自民党の脇雅史氏は、震災当日に福島第一原発の1、2号機の緊急炉心冷却装置が使用不能になってから、政府が原子力緊急事態宣言を発令するまで2時間半かかったことを挙げ、「初動の遅れは大変な問題だ」と批判した。首相は「原子力災害対策特別措置法に基づいて、全力を挙げて行動している」と反論した。
しかし、脇氏が昨年10月に原子力安全基盤機構がまとめた「原子炉を冷却できない状態が3時間半続くと、圧力容器が破損する」との報告書を引用し、「冷却不能」との報告時にただちに宣言すべきだったとたたみかけると、首相は「ご指摘のものは読んでいない」と認めざるを得なかった。
震災前に、首相が危機管理の重要性を十分認識していなかった可能性も浮上した。
「詳しい内容は記憶していない。地震を想定したことではなかったか」。首相がこう答弁したのは、昨年10月に行われた政府の原子力総合防災訓練の内容について、脇氏がただした時だ。

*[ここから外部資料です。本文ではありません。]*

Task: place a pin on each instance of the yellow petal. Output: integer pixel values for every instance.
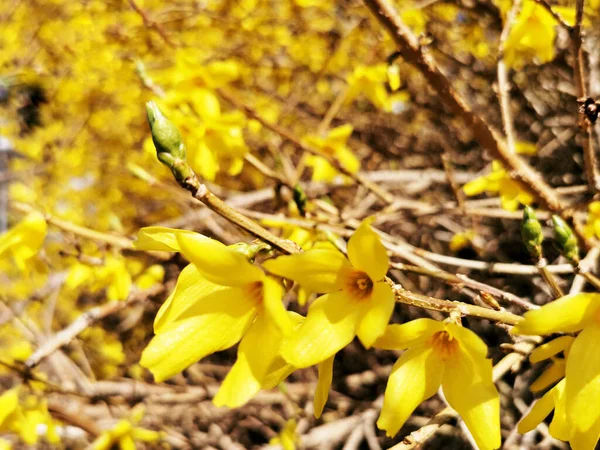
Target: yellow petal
(415, 377)
(549, 349)
(560, 427)
(190, 289)
(218, 263)
(376, 314)
(160, 239)
(367, 253)
(319, 270)
(256, 354)
(415, 332)
(273, 303)
(551, 375)
(329, 326)
(582, 388)
(469, 389)
(540, 410)
(567, 314)
(216, 323)
(323, 385)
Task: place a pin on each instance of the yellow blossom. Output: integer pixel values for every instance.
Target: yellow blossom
(570, 314)
(24, 240)
(332, 144)
(219, 300)
(443, 354)
(512, 194)
(357, 302)
(126, 433)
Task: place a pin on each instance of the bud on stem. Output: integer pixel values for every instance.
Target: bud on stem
(531, 233)
(565, 240)
(170, 149)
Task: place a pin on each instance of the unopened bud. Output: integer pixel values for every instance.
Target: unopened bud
(531, 233)
(565, 240)
(170, 149)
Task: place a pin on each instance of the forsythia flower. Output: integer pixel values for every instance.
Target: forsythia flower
(580, 422)
(443, 354)
(24, 240)
(22, 413)
(333, 144)
(511, 192)
(533, 34)
(125, 433)
(357, 302)
(370, 81)
(219, 300)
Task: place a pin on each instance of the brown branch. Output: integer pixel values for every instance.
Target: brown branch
(287, 135)
(84, 321)
(488, 138)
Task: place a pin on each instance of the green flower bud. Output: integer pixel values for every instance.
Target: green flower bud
(170, 149)
(531, 233)
(565, 240)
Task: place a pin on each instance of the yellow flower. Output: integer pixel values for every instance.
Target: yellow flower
(443, 354)
(24, 240)
(369, 81)
(125, 433)
(554, 398)
(219, 300)
(357, 302)
(332, 144)
(533, 33)
(512, 194)
(571, 314)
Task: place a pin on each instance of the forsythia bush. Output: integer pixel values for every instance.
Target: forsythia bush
(290, 110)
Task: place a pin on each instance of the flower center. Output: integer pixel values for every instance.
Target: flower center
(359, 284)
(444, 344)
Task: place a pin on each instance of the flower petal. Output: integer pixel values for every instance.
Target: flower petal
(582, 388)
(273, 304)
(218, 263)
(329, 326)
(539, 411)
(400, 337)
(415, 377)
(215, 324)
(160, 239)
(367, 253)
(323, 385)
(319, 270)
(479, 403)
(376, 314)
(191, 288)
(567, 314)
(257, 352)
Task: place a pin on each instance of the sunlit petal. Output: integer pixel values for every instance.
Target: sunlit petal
(376, 314)
(415, 377)
(323, 385)
(207, 327)
(567, 314)
(273, 304)
(469, 389)
(160, 239)
(582, 388)
(218, 263)
(329, 326)
(319, 270)
(400, 337)
(367, 253)
(540, 410)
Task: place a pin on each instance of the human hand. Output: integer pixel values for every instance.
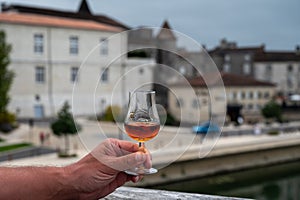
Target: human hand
(101, 171)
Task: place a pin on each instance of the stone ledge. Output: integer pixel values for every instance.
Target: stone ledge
(149, 194)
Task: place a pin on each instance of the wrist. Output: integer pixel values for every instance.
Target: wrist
(65, 187)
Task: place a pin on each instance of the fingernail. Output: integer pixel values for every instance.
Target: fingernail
(139, 157)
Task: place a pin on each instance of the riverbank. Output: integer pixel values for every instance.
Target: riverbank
(228, 155)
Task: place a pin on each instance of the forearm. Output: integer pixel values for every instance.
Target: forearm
(35, 183)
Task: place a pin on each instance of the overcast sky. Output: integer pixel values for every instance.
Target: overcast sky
(276, 23)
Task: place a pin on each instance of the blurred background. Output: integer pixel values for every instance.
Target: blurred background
(79, 59)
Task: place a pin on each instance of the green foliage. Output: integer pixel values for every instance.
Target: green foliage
(7, 122)
(273, 132)
(65, 124)
(272, 110)
(171, 121)
(6, 117)
(138, 54)
(6, 76)
(14, 146)
(112, 114)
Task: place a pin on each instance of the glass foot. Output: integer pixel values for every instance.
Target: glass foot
(139, 171)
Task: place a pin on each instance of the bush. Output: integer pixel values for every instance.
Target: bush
(171, 121)
(112, 114)
(7, 122)
(274, 132)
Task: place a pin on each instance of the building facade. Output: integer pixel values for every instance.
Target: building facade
(192, 104)
(72, 57)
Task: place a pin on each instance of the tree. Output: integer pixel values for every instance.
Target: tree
(65, 125)
(6, 78)
(272, 110)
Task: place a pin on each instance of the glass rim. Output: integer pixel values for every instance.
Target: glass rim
(143, 91)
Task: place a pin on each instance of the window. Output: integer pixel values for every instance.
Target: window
(246, 68)
(243, 95)
(259, 95)
(38, 43)
(74, 45)
(179, 103)
(104, 46)
(74, 74)
(247, 57)
(290, 76)
(39, 111)
(227, 58)
(268, 73)
(40, 74)
(250, 95)
(266, 95)
(234, 95)
(104, 75)
(226, 67)
(141, 71)
(195, 103)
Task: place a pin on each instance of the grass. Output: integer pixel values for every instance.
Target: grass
(14, 146)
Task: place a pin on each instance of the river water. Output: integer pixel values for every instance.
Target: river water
(279, 182)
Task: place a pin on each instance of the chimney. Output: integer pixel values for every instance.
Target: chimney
(297, 50)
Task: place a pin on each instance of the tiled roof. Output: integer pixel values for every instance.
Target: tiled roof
(42, 20)
(277, 56)
(223, 51)
(166, 32)
(82, 13)
(228, 79)
(240, 80)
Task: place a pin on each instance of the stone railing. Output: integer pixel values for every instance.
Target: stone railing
(133, 193)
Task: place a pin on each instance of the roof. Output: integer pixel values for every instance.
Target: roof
(228, 79)
(40, 20)
(277, 56)
(220, 50)
(83, 13)
(166, 32)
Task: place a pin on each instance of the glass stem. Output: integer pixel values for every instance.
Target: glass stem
(142, 147)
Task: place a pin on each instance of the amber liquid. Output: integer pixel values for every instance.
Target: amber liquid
(141, 131)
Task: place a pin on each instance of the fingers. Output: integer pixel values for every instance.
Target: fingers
(125, 145)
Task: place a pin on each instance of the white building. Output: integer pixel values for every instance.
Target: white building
(57, 59)
(281, 68)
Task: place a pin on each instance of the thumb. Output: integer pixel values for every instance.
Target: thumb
(130, 160)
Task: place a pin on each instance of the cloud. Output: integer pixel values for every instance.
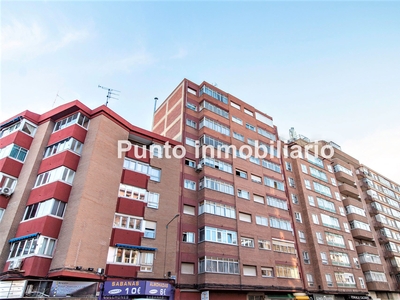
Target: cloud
(22, 41)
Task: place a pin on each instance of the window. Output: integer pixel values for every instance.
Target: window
(362, 283)
(14, 151)
(341, 210)
(258, 199)
(287, 272)
(270, 165)
(190, 163)
(233, 104)
(291, 182)
(266, 133)
(283, 246)
(191, 106)
(339, 259)
(188, 237)
(191, 123)
(59, 174)
(128, 222)
(237, 120)
(250, 113)
(280, 224)
(50, 207)
(77, 118)
(150, 229)
(217, 209)
(214, 125)
(23, 125)
(216, 185)
(132, 192)
(216, 164)
(310, 280)
(311, 200)
(278, 203)
(243, 194)
(189, 184)
(251, 127)
(297, 216)
(307, 184)
(215, 109)
(245, 217)
(143, 168)
(247, 242)
(217, 235)
(320, 240)
(261, 221)
(302, 237)
(39, 245)
(326, 205)
(274, 183)
(188, 210)
(315, 219)
(324, 258)
(218, 265)
(264, 244)
(328, 279)
(322, 189)
(67, 144)
(330, 221)
(190, 142)
(333, 239)
(306, 257)
(187, 268)
(345, 279)
(266, 272)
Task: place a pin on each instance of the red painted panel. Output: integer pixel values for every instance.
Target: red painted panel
(48, 226)
(75, 131)
(130, 207)
(10, 166)
(19, 138)
(65, 158)
(139, 154)
(122, 271)
(34, 266)
(121, 236)
(58, 190)
(135, 179)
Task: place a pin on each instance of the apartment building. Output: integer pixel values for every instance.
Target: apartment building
(73, 213)
(236, 230)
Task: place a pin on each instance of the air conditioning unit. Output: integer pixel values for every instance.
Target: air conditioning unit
(199, 168)
(6, 191)
(15, 264)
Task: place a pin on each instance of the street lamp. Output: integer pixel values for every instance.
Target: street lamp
(166, 241)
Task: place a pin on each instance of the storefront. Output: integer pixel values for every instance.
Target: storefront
(136, 289)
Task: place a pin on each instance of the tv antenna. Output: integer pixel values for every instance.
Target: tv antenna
(111, 93)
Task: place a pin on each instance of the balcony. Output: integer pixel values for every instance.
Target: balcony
(344, 177)
(348, 190)
(372, 267)
(362, 234)
(378, 286)
(367, 248)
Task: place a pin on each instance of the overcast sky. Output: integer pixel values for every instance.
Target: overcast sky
(329, 69)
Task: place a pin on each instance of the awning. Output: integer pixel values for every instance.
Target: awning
(126, 246)
(24, 237)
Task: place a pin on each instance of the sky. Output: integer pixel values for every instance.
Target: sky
(331, 70)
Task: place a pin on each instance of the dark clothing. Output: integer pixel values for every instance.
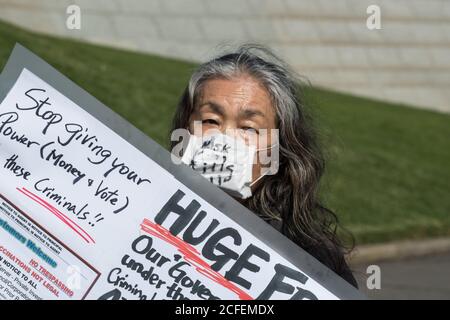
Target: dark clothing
(342, 269)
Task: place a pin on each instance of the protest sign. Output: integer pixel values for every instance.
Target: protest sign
(91, 208)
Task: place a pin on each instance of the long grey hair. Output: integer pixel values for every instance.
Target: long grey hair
(291, 195)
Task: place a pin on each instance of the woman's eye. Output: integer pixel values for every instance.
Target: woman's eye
(249, 130)
(210, 121)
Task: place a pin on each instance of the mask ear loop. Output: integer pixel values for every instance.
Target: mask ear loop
(265, 174)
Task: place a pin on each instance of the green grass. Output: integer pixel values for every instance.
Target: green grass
(388, 172)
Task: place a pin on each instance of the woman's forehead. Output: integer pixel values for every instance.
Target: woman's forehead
(240, 95)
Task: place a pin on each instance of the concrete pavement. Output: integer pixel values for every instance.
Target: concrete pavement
(425, 277)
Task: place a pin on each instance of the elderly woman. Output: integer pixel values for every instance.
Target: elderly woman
(251, 91)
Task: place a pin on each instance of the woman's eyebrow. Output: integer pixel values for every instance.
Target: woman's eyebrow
(250, 112)
(216, 108)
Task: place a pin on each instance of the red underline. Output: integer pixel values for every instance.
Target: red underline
(191, 255)
(71, 224)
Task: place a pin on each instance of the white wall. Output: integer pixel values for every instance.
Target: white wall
(408, 60)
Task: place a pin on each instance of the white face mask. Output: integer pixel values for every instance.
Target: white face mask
(224, 160)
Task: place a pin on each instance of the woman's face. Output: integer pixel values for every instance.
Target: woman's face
(240, 104)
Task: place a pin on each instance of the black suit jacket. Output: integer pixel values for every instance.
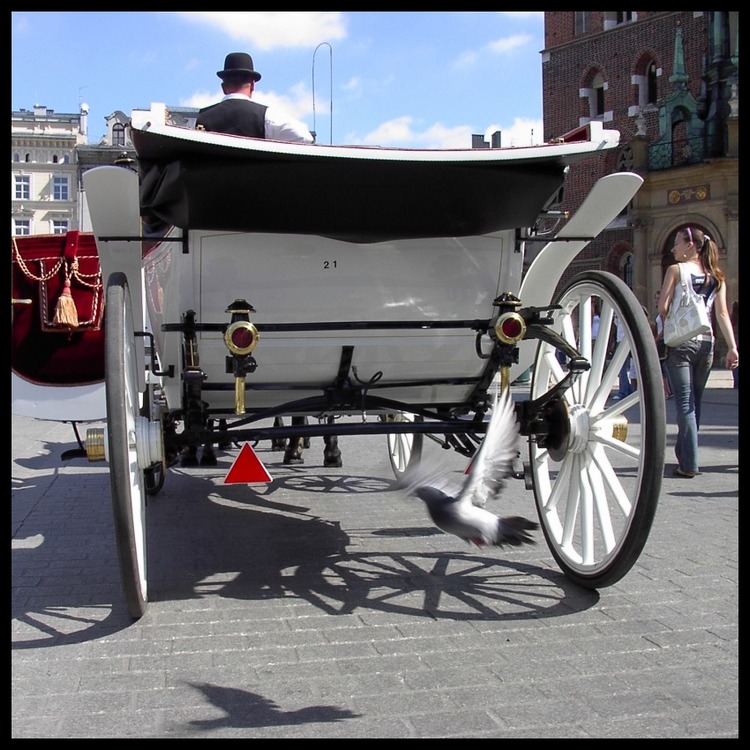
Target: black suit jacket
(236, 117)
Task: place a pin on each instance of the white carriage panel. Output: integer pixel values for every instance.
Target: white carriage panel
(303, 278)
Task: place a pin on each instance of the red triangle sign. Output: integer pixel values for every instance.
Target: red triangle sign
(247, 469)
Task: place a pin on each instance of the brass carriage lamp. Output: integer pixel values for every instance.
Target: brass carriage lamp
(241, 338)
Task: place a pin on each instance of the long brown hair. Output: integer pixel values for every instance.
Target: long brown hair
(707, 250)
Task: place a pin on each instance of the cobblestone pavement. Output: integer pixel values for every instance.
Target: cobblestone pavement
(326, 605)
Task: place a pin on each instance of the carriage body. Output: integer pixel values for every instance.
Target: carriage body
(316, 298)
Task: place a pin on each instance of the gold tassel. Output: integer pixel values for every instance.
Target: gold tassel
(66, 313)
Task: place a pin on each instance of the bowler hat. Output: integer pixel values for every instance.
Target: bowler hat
(238, 64)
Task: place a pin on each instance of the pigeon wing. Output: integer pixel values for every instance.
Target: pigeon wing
(494, 459)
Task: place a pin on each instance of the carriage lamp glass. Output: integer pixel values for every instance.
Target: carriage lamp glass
(241, 337)
(510, 328)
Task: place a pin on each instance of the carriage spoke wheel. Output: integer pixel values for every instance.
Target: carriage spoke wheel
(123, 409)
(597, 475)
(404, 449)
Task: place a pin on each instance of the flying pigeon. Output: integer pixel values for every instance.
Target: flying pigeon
(460, 510)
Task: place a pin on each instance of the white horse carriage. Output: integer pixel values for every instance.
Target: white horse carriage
(291, 280)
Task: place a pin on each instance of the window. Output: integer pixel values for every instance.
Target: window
(23, 187)
(118, 134)
(627, 270)
(651, 83)
(596, 97)
(618, 17)
(60, 189)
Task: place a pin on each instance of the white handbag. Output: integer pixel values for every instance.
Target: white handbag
(688, 314)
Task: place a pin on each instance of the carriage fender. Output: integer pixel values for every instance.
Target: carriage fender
(603, 204)
(112, 196)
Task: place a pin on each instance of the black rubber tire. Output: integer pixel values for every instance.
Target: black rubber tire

この訓練のシナリオには、地震発生は含まれていなかった。それよりも、訓練の主眼は、静岡県の中部電力浜岡原発で原子炉の冷却機能が喪失し、放射性物質が放出される恐れがある――という、今回の原発事故とほぼ同じ事態を想定したものだった。この訓練に、首相自身は「本部長」として首相官邸で参加していた。
訓練後、関係省庁がまとめる評価結果が半年たっても仕上がっていないことも指摘されたが、首相は「首相は森羅万象のことに対応しないといけない。私は細かいところまで全てを承知していない」と開き直った。